Un recours national contre l'amende et le huis clos
Le Stade Aurillacois a annoncé qu'il saisissait le Conseil National et Olympique du Sport Français (CNOSF) après l'alourdissement, en appel, des sanctions prononcées à la suite d'incidents survenus au stade Jean-Alric. La décision d'appel, prise par la commission d'appel de la Fédération française de rugby (FFR), combine une amende et un huis-clos ferme pour la prochaine rencontre à domicile.
Les mesures pèsent lourd sur le club aurillacois : au-delà de l'impact financier immédiat, l'interdiction pour le public de venir encourager l'équipe fragilise la billetterie, l'ambiance du stade et les partenaires locaux. Le club déplore que la sanction ne prenne pas suffisamment en compte, selon lui, les éléments prouvant les responsabilités réelles dans l'organisation et la sécurité autour de la rencontre.
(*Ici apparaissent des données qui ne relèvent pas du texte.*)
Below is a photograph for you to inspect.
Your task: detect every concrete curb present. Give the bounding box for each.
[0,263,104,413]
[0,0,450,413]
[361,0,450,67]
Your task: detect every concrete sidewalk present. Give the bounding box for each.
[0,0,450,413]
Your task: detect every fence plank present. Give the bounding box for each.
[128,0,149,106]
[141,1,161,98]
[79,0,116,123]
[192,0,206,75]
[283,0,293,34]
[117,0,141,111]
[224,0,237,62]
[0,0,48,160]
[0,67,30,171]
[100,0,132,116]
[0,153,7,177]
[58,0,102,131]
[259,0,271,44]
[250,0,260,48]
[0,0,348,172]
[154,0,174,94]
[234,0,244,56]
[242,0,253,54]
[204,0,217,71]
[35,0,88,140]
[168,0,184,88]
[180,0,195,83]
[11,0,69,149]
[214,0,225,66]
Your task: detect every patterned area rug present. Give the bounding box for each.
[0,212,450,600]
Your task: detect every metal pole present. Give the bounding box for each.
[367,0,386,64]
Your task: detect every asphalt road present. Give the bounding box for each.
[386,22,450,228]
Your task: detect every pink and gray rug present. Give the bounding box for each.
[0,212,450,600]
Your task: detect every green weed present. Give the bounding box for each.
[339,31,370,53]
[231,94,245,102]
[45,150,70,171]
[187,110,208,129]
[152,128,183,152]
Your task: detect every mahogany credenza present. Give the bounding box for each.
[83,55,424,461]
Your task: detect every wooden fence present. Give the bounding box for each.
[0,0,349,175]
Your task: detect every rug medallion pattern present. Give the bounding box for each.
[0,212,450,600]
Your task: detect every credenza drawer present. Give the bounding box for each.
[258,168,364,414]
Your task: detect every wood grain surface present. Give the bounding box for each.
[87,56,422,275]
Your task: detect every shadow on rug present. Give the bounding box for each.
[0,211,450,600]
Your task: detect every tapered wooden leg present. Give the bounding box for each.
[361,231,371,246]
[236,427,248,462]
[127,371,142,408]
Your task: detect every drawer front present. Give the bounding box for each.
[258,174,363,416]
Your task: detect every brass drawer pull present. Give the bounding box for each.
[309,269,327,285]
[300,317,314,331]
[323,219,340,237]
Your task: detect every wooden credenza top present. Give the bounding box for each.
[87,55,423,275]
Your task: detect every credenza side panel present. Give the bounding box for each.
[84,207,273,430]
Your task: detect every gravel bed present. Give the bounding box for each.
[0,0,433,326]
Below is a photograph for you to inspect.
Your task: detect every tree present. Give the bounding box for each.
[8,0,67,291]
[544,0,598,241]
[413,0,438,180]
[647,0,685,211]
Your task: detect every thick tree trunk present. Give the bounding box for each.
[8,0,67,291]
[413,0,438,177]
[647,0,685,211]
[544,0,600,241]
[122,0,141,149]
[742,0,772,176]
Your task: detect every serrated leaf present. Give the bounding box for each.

Contexte : une agression en tribunes
Les faits remontent à mars dernier, lors de la réception de Biarritz en Pro D2. Un journaliste d'un média régional a été agressé alors qu'il était en direct, selon les éléments rapportés. La victime a déposé une plainte. La Ligue Nationale de Rugby avait initialement prononcé une première sanction — notamment une amende — pour « troubles causés dans l’enceinte sportive » et une suspension de terrain avec sursis.
Cette décision a ensuite été revue en appel par la FFR, qui a augmenté l'amende et imposé un huis-clos ferme pour la prochaine rencontre à domicile. C'est ce durcissement qui motive aujourd'hui le recours du club auprès du CNOSF, visant d'abord une médiation.
La réaction du club
« Le club condamne fermement les agissements qui ont vu un représentant de la presse être bousculé à la fin de la rencontre et a immédiatement porté plainte à l’encontre de ce ou de ces individus. L’instruction en cours n’ayant pas à ce jour permis d’identifier les coupables. Cependant, le club considère que la décision prononcée en appel est particulièrement injuste, disproportionnée et inadaptée au regard des éléments dont nous pouvons être réellement tenus pour responsables lors de l’organisation de cette rencontre et les conséquences de telles mesures sont extrêmement préjudiciables pour le club ! »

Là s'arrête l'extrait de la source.